In [None]:
import numpy as np
import pandas as pd

import matplotlib.pyplot as plt
import seaborn as sns
import bokeh as bk
%matplotlib inline

from pylab import rcParams
rcParams['figure.figsize'] = 12,5
rcParams['xtick.labelsize'] = 12
rcParams['ytick.labelsize'] = 12
rcParams['axes.titlesize'] = 14

import warnings
warnings.filterwarnings(action='ignore',category=DeprecationWarning)
warnings.filterwarnings(action='ignore',category=FutureWarning)
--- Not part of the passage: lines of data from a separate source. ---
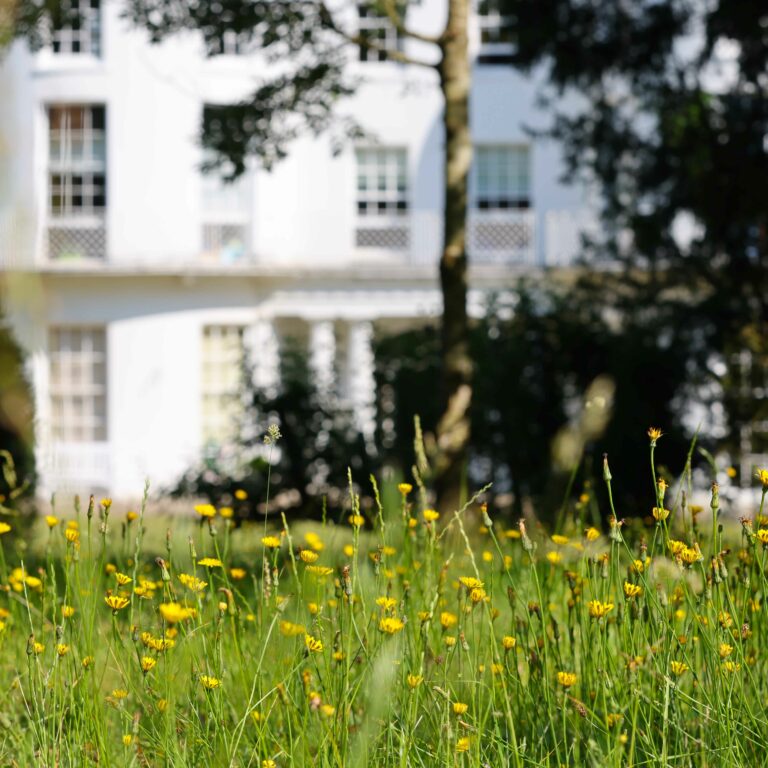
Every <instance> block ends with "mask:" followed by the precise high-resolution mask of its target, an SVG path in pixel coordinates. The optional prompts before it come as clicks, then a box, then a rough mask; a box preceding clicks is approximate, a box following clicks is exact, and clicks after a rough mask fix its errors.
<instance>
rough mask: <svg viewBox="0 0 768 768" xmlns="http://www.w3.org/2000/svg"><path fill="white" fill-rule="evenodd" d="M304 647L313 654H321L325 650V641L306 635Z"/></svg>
mask: <svg viewBox="0 0 768 768" xmlns="http://www.w3.org/2000/svg"><path fill="white" fill-rule="evenodd" d="M304 645H306V646H307V650H308V651H310V652H312V653H320V652H321V651H322V650H323V641H322V640H320V639H318V638H317V637H312V635H304Z"/></svg>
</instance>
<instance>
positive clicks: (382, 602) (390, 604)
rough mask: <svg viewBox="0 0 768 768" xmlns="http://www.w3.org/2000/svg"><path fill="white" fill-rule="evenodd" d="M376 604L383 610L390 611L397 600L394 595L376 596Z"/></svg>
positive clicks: (395, 602) (379, 607) (396, 604)
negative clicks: (377, 596) (382, 596)
mask: <svg viewBox="0 0 768 768" xmlns="http://www.w3.org/2000/svg"><path fill="white" fill-rule="evenodd" d="M376 605H378V606H379V608H381V609H382V610H384V611H391V610H393V609H394V608H395V606H396V605H397V600H395V598H394V597H377V598H376Z"/></svg>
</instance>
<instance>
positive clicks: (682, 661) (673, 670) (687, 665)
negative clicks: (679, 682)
mask: <svg viewBox="0 0 768 768" xmlns="http://www.w3.org/2000/svg"><path fill="white" fill-rule="evenodd" d="M669 668H670V669H671V670H672V674H674V675H675V676H676V677H680V675H682V674H685V673H686V672H687V671H688V670H689V669H690V667H689V666H688V665H687V664H686V663H685V662H683V661H671V662H670V663H669Z"/></svg>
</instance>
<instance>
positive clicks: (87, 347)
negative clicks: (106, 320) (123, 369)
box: [48, 325, 109, 443]
mask: <svg viewBox="0 0 768 768" xmlns="http://www.w3.org/2000/svg"><path fill="white" fill-rule="evenodd" d="M67 336H69V343H68V344H65V343H64V340H65V339H66V338H67ZM75 338H77V339H78V344H77V345H75V343H74V341H75ZM75 346H78V347H79V349H77V350H75V349H74V347H75ZM48 359H49V394H50V405H51V433H52V435H53V439H54V441H55V442H57V443H98V442H106V440H107V438H108V424H107V419H108V413H107V406H108V402H107V393H108V386H109V374H108V370H107V362H108V350H107V334H106V328H105V327H104V326H68V325H62V326H53V327H51V328H49V332H48ZM78 411H79V413H78Z"/></svg>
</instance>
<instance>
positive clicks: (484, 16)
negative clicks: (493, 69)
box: [477, 0, 514, 64]
mask: <svg viewBox="0 0 768 768" xmlns="http://www.w3.org/2000/svg"><path fill="white" fill-rule="evenodd" d="M502 4H503V0H478V3H477V20H478V26H479V27H480V51H479V55H478V60H479V61H480V62H481V63H484V64H494V63H498V64H502V63H507V62H509V61H510V60H511V58H512V53H513V51H514V48H513V44H512V27H511V25H510V18H509V17H508V16H504V14H503V5H502Z"/></svg>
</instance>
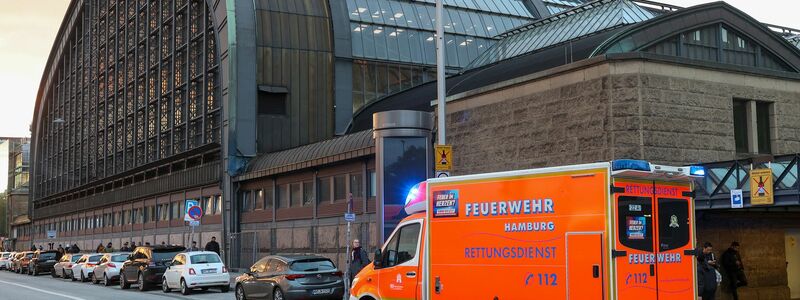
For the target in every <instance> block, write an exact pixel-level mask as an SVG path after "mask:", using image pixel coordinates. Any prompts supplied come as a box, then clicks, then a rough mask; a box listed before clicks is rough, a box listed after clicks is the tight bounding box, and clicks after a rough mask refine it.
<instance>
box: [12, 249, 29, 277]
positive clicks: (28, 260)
mask: <svg viewBox="0 0 800 300" xmlns="http://www.w3.org/2000/svg"><path fill="white" fill-rule="evenodd" d="M31 258H33V251H25V252H22V255H21V256H19V257H18V258H17V259H16V260H15V261H14V272H17V273H18V274H22V273H24V272H26V271H27V270H28V264H29V263H30V262H31Z"/></svg>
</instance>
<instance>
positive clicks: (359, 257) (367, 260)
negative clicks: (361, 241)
mask: <svg viewBox="0 0 800 300" xmlns="http://www.w3.org/2000/svg"><path fill="white" fill-rule="evenodd" d="M369 263H370V260H369V256H367V251H366V250H364V249H363V248H361V242H360V241H359V240H353V249H352V250H351V251H350V266H349V269H348V272H349V275H350V282H351V283H352V282H353V278H354V277H355V276H356V274H358V272H360V271H361V269H363V268H364V266H366V265H368V264H369Z"/></svg>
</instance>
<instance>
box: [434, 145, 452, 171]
mask: <svg viewBox="0 0 800 300" xmlns="http://www.w3.org/2000/svg"><path fill="white" fill-rule="evenodd" d="M435 161H436V171H450V168H452V167H453V147H452V146H450V145H437V146H436V160H435Z"/></svg>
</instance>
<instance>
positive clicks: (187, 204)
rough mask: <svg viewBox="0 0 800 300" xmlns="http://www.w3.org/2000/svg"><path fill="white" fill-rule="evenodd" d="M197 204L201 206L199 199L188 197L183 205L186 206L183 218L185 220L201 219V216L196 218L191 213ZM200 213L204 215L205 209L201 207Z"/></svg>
mask: <svg viewBox="0 0 800 300" xmlns="http://www.w3.org/2000/svg"><path fill="white" fill-rule="evenodd" d="M195 206H197V207H198V208H199V207H200V202H199V201H197V200H194V199H186V203H185V205H184V206H183V207H184V208H185V211H184V214H183V220H184V221H195V220H198V219H199V218H197V219H195V218H193V217H192V216H190V215H189V210H190V209H192V208H193V207H195ZM195 213H196V212H195ZM200 215H201V216H202V215H203V209H200Z"/></svg>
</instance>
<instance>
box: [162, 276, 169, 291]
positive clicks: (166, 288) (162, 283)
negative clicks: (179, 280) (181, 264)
mask: <svg viewBox="0 0 800 300" xmlns="http://www.w3.org/2000/svg"><path fill="white" fill-rule="evenodd" d="M161 291H162V292H164V293H169V292H170V289H169V285H167V278H166V277H164V278H162V279H161Z"/></svg>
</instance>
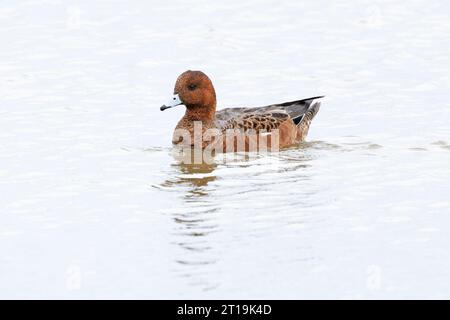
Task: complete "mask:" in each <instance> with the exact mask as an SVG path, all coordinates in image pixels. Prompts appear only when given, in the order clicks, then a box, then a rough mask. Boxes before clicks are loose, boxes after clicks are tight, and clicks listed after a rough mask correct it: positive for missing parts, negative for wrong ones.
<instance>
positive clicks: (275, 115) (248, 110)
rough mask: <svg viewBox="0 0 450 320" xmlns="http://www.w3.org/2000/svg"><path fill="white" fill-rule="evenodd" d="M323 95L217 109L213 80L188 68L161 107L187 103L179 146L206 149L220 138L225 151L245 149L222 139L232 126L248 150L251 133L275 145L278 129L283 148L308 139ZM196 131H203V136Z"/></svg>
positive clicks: (173, 106)
mask: <svg viewBox="0 0 450 320" xmlns="http://www.w3.org/2000/svg"><path fill="white" fill-rule="evenodd" d="M320 98H323V96H318V97H313V98H308V99H303V100H296V101H291V102H285V103H279V104H273V105H269V106H265V107H256V108H226V109H223V110H219V111H217V112H216V92H215V90H214V86H213V84H212V82H211V80H210V79H209V78H208V76H207V75H206V74H204V73H203V72H201V71H191V70H188V71H186V72H183V73H182V74H181V75H180V76H179V77H178V79H177V81H176V83H175V89H174V95H173V97H172V99H171V100H170V102H169V103H167V104H165V105H163V106H162V107H161V111H164V110H166V109H169V108H172V107H175V106H178V105H185V106H186V113H185V115H184V116H183V118H181V120H180V121H179V122H178V124H177V126H176V128H175V132H174V135H173V138H172V142H173V144H175V145H190V146H192V147H195V146H197V147H201V148H203V149H204V148H206V147H207V145H208V144H210V143H211V141H215V142H216V143H217V142H218V141H220V144H221V145H220V148H219V149H220V150H222V151H230V150H231V151H242V150H236V148H237V142H236V140H231V141H233V142H230V140H229V139H228V140H227V139H225V138H222V139H218V137H219V138H220V136H222V137H224V136H225V133H228V132H229V131H230V129H234V131H235V132H236V131H239V132H240V133H241V134H242V135H244V136H245V137H244V140H245V142H244V149H245V150H248V149H249V138H248V136H249V132H252V134H254V133H256V134H261V135H264V136H266V137H267V136H268V137H269V144H275V142H273V143H272V142H270V139H273V137H271V136H272V133H275V132H276V134H277V140H278V141H277V142H276V144H277V145H278V146H279V148H284V147H288V146H292V145H295V144H297V143H299V142H301V141H303V140H304V139H305V137H306V135H307V134H308V130H309V126H310V124H311V121H312V119H313V118H314V116H315V115H316V114H317V112H318V111H319V108H320V102H319V101H318V99H320ZM195 130H200V135H199V133H198V132H196V131H195ZM211 130H215V132H218V134H215V135H214V138H212V139H204V136H206V135H205V133H206V131H211ZM180 132H182V133H180ZM183 132H184V134H183ZM186 133H187V134H186ZM202 136H203V137H202ZM209 136H211V135H209ZM198 137H202V140H201V142H200V143H199V144H196V139H197V138H198ZM227 142H228V144H232V145H233V148H229V147H230V146H229V145H227ZM241 149H242V148H241Z"/></svg>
#view all the columns in the dataframe
pd.options.display.max_columns = None

In [None]:
#Load train and test data
sales = pd.read_csv('../input/competitive-data-science-predict-future-sales/sales_train.csv',parse_dates=True)
test = pd.read_csv('../input/competitive-data-science-predict-future-sales/test.csv')

#Loading other files
item_categories = pd.read_csv('../input/predict-future-sales-eng-translation/categories.csv')
items = pd.read_csv('../input/predict-future-sales-eng-translation/items.csv')
shops = pd.read_csv('../input/predict-future-sales-eng-translation/shops.csv')

In [None]:
sales.head()

In [None]:
sales.info()

In [None]:
sales[['item_price','item_cnt_day']].describe()

In [None]:
#Check for Null values
sales.isnull().sum()

In [None]:
#Check for Duplicates
len(sales[sales.duplicated()==True])

In [None]:
#Dropping the duplicates
sales.drop_duplicates(keep='first', inplace=True)

In [None]:
#View test data
test.head()

In [None]:
shops.head()

In [None]:
item_categories.head()

In [None]:
items.head()

In [None]:
shops['shop_name'].nunique()

In [None]:
item_categories['category_id'].nunique()

In [None]:
items['item_id'].nunique()

In [None]:
sales['shop_id'].value_counts().sort_values(ascending = False)

In [None]:
sales['item_id'].value_counts().sort_values(ascending = False)

In [None]:
#EDA
#Histogram of Item price
sns.distplot(sales['item_price'])
plt.title('Histogram of the Item Price')
plt.show()

In [None]:
sns.distplot(sales['item_price'])
plt.xscale('log')
plt.title('Histogram of Item Price (log scale)')
plt.show()

In [None]:
sns.boxplot(sales['item_price'],orient='h')
plt.xscale('log')
plt.title('Box plot of the Item Price (log scale)')
plt.grid()
plt.show()

In [None]:
print(f"Median item price : {np.median(sales.item_price)}")

In [None]:
#Interquartile range
q3,q1 = np.percentile(sales['item_price'],[75,25])
print(f"q1 : {q1}")
print(f"q3 : {q3}")
print(f"Interquartile Range (IQR) : {q3 - q1}")

In [None]:
df1 = sales[(sales['item_price']<1000) & (sales['item_price']>=249)]
sns.distplot(df1['item_price'])
plt.title('Histogram of Item Price')
plt.show()

In [None]:
sales[sales['item_price']<0]

In [None]:
test.head()


In [None]:
sales.info()

In [None]:
IQR = q3 - q1
upper = np.where(sales['item_price']>= (q3+1.5*IQR))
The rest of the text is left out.